This spring, Jon Peschman and his wife were strolling through their Apple Valley neighborhood when they passed a Little Free Library, where they'd often plucked books to amuse their 3-year-old granddaughter.
But this time, Peschman, 67, was struck with an idea as he gazed at the book-box-on-a-post.
Hmmm, he thought. You know what a guy could do with one of those if a guy didn't want to put books in it …
Within weeks, Peschman had built a hinged box for his own front yard, located across the street from a park, lake and playground. He stocked it not with passed-along bestsellers but with dozens of seed packets, each containing five kinds of seeds and instructions for growing a small-scale garden featuring native flowers and grasses.
"I started planting for monarch butterflies 10 years ago," he said. "People who visit the park have taken the packets and I like to think I've encouraged them to do some small thing that is beneficial for the environment. I want to pique their interest in their natural surroundings."
A recent retiree, Peschman found that his slowed pace, brought on by the coronavirus pandemic, "freed up some of my cranial space," allowing his mind to drift and seize on the seed-sharing project.
Bick Smith's meandering thoughts led him to a more whimsical end.

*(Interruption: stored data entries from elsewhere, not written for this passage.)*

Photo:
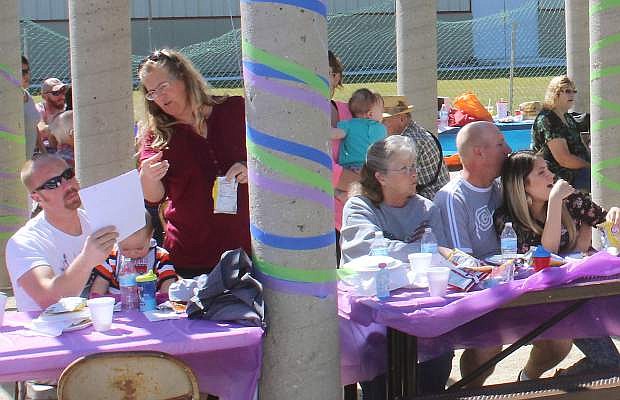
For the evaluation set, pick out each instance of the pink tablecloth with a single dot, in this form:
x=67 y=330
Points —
x=470 y=320
x=226 y=358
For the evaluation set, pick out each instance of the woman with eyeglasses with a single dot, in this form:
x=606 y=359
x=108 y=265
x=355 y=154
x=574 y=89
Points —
x=553 y=214
x=385 y=200
x=191 y=139
x=556 y=135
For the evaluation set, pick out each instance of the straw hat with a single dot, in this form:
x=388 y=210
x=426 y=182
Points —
x=395 y=105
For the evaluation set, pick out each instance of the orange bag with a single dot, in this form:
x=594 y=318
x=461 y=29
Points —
x=469 y=103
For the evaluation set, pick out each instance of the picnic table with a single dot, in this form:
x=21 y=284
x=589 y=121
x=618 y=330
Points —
x=226 y=358
x=579 y=299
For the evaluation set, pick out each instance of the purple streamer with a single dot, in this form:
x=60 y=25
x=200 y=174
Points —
x=8 y=175
x=10 y=78
x=291 y=190
x=322 y=290
x=289 y=92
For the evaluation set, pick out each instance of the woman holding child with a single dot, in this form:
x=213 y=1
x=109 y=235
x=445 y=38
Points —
x=553 y=214
x=385 y=200
x=556 y=135
x=192 y=138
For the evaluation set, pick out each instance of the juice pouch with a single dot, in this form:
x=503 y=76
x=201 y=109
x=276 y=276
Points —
x=612 y=238
x=224 y=196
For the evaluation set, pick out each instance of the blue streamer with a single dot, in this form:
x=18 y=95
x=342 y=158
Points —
x=312 y=5
x=293 y=243
x=263 y=70
x=288 y=147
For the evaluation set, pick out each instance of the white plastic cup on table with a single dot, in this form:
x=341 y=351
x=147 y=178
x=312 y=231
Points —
x=420 y=263
x=101 y=311
x=3 y=298
x=438 y=280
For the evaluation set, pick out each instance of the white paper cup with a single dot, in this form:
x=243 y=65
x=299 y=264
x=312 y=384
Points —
x=438 y=280
x=419 y=263
x=3 y=298
x=101 y=310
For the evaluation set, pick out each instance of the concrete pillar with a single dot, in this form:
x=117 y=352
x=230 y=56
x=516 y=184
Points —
x=577 y=43
x=100 y=41
x=12 y=139
x=416 y=58
x=287 y=116
x=605 y=102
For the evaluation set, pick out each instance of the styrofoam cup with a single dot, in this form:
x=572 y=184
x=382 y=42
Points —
x=3 y=298
x=438 y=280
x=101 y=311
x=419 y=263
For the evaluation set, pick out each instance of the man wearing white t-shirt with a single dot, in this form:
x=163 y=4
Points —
x=467 y=205
x=53 y=255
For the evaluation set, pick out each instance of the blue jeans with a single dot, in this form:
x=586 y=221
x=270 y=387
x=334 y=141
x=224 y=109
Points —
x=432 y=377
x=601 y=354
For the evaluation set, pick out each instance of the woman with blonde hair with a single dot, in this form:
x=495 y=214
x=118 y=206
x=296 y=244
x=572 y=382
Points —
x=385 y=200
x=549 y=213
x=556 y=135
x=191 y=139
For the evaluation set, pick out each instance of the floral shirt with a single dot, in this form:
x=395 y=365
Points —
x=548 y=126
x=580 y=207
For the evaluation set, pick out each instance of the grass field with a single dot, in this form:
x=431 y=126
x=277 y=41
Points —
x=525 y=89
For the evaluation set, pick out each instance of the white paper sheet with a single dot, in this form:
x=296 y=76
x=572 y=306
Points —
x=118 y=201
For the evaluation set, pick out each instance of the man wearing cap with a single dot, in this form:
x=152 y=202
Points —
x=431 y=170
x=53 y=95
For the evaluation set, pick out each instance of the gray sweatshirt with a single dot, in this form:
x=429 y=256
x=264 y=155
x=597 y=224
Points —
x=402 y=226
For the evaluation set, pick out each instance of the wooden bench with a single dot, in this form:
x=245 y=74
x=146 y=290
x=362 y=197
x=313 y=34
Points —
x=601 y=386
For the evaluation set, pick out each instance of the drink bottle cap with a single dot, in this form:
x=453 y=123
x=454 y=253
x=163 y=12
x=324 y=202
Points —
x=149 y=276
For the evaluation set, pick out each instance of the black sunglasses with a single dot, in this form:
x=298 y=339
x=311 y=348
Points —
x=56 y=181
x=155 y=56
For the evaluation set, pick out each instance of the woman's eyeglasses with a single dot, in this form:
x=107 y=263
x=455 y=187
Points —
x=56 y=92
x=153 y=94
x=56 y=181
x=408 y=169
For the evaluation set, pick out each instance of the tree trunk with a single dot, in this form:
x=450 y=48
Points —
x=605 y=102
x=577 y=43
x=100 y=38
x=416 y=58
x=13 y=205
x=287 y=116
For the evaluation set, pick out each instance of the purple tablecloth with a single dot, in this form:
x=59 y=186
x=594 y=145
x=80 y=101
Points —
x=225 y=357
x=463 y=320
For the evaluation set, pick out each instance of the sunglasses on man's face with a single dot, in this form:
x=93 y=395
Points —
x=56 y=181
x=56 y=92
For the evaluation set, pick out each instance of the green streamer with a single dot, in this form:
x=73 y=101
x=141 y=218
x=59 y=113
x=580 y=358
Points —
x=295 y=274
x=603 y=5
x=603 y=72
x=289 y=169
x=286 y=66
x=605 y=42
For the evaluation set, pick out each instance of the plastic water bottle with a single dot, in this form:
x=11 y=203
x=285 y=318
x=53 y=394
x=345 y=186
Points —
x=127 y=283
x=508 y=241
x=443 y=118
x=429 y=242
x=379 y=245
x=382 y=280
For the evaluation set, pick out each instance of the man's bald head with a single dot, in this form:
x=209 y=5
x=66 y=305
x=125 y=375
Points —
x=475 y=134
x=30 y=168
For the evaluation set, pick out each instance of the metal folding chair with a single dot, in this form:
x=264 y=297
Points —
x=136 y=375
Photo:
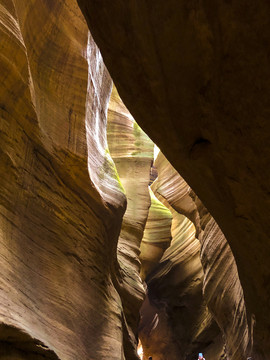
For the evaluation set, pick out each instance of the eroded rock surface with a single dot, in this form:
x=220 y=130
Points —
x=61 y=200
x=195 y=75
x=132 y=152
x=222 y=290
x=175 y=321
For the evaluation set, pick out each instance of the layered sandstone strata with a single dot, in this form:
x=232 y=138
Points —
x=132 y=152
x=175 y=321
x=195 y=75
x=61 y=200
x=220 y=283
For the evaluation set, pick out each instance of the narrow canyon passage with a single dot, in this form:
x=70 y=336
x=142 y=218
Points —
x=109 y=247
x=167 y=228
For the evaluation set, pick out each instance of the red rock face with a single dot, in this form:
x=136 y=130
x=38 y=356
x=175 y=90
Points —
x=132 y=152
x=195 y=75
x=220 y=283
x=60 y=215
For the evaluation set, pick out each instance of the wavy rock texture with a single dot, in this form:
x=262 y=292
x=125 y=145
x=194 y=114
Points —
x=132 y=152
x=61 y=200
x=156 y=237
x=175 y=322
x=220 y=271
x=195 y=75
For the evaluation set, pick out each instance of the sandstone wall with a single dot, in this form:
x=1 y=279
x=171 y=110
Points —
x=195 y=75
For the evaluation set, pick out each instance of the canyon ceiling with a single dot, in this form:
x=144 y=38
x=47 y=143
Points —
x=91 y=259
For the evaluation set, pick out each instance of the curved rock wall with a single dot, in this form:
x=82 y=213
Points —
x=175 y=321
x=222 y=290
x=132 y=152
x=195 y=75
x=60 y=210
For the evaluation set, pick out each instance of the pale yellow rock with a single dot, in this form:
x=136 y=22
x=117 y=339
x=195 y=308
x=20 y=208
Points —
x=132 y=152
x=60 y=217
x=195 y=76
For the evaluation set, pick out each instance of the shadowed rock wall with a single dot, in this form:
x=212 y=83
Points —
x=132 y=152
x=220 y=283
x=195 y=75
x=61 y=200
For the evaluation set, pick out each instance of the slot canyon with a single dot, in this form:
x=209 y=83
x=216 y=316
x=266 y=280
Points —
x=135 y=187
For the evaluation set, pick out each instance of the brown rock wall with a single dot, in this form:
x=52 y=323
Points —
x=132 y=152
x=195 y=75
x=60 y=216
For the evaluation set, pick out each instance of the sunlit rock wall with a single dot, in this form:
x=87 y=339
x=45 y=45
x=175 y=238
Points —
x=61 y=200
x=195 y=75
x=175 y=321
x=222 y=290
x=157 y=236
x=132 y=152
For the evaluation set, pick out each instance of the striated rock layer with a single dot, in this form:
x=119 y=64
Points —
x=132 y=152
x=222 y=290
x=195 y=75
x=175 y=321
x=61 y=199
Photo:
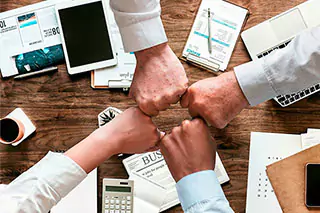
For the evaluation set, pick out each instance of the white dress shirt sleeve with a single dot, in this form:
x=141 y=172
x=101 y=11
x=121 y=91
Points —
x=285 y=71
x=139 y=23
x=42 y=186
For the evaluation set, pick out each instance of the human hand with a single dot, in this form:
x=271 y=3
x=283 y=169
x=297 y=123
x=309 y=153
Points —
x=159 y=79
x=130 y=132
x=188 y=149
x=218 y=100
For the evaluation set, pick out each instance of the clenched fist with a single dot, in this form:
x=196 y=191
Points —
x=159 y=79
x=188 y=149
x=218 y=100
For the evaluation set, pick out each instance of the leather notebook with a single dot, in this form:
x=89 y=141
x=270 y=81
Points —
x=287 y=178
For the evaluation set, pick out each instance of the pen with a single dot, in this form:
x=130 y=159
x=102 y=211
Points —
x=50 y=69
x=209 y=32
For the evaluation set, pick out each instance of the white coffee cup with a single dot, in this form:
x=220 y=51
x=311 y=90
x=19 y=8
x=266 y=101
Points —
x=11 y=130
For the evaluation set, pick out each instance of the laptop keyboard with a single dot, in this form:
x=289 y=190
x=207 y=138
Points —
x=286 y=100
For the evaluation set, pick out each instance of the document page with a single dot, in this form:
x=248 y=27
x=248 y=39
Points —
x=27 y=29
x=123 y=72
x=148 y=196
x=153 y=166
x=226 y=22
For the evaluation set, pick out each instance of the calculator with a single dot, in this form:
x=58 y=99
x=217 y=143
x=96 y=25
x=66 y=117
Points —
x=117 y=196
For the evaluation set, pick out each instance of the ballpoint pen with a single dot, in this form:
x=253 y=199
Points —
x=209 y=32
x=50 y=69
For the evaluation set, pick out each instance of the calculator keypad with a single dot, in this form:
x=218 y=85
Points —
x=118 y=204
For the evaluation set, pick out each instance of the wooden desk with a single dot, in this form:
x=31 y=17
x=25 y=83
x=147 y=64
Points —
x=65 y=108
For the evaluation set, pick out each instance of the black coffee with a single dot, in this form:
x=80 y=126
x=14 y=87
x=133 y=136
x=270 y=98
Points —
x=9 y=130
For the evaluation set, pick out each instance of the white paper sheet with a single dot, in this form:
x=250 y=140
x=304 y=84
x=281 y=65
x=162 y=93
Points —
x=310 y=139
x=265 y=149
x=226 y=23
x=148 y=196
x=27 y=29
x=82 y=199
x=153 y=166
x=121 y=75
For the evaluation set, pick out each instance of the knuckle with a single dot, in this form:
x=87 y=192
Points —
x=175 y=130
x=186 y=123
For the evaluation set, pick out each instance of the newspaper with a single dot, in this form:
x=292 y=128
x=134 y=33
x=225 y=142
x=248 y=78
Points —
x=153 y=166
x=27 y=29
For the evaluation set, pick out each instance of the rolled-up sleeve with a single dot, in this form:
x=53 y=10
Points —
x=201 y=192
x=287 y=70
x=139 y=23
x=42 y=186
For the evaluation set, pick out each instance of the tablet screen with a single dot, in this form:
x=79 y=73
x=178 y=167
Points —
x=86 y=34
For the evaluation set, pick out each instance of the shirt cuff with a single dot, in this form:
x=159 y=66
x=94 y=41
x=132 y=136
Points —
x=143 y=35
x=198 y=187
x=60 y=172
x=254 y=83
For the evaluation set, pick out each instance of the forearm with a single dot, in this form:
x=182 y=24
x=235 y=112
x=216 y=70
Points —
x=93 y=150
x=288 y=70
x=47 y=182
x=42 y=186
x=139 y=23
x=201 y=192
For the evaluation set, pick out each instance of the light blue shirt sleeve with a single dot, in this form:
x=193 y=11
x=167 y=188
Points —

A commercial writer/producer with few assignments pending, Smith, 58, conceived and constructed an elaborate "catio." The tiered, screened porch allows his cat Charlie to crawl out of the dining room window to survey their Oakdale lot.
"Usually I focus on creative projects that make me money," said Smith, who enlisted his daughter, back home from college, as his assistant. "We made sure we were current on our tetanus shots and went to work. This ranks up there with the most fun things we've ever done. And we made Charlie happy."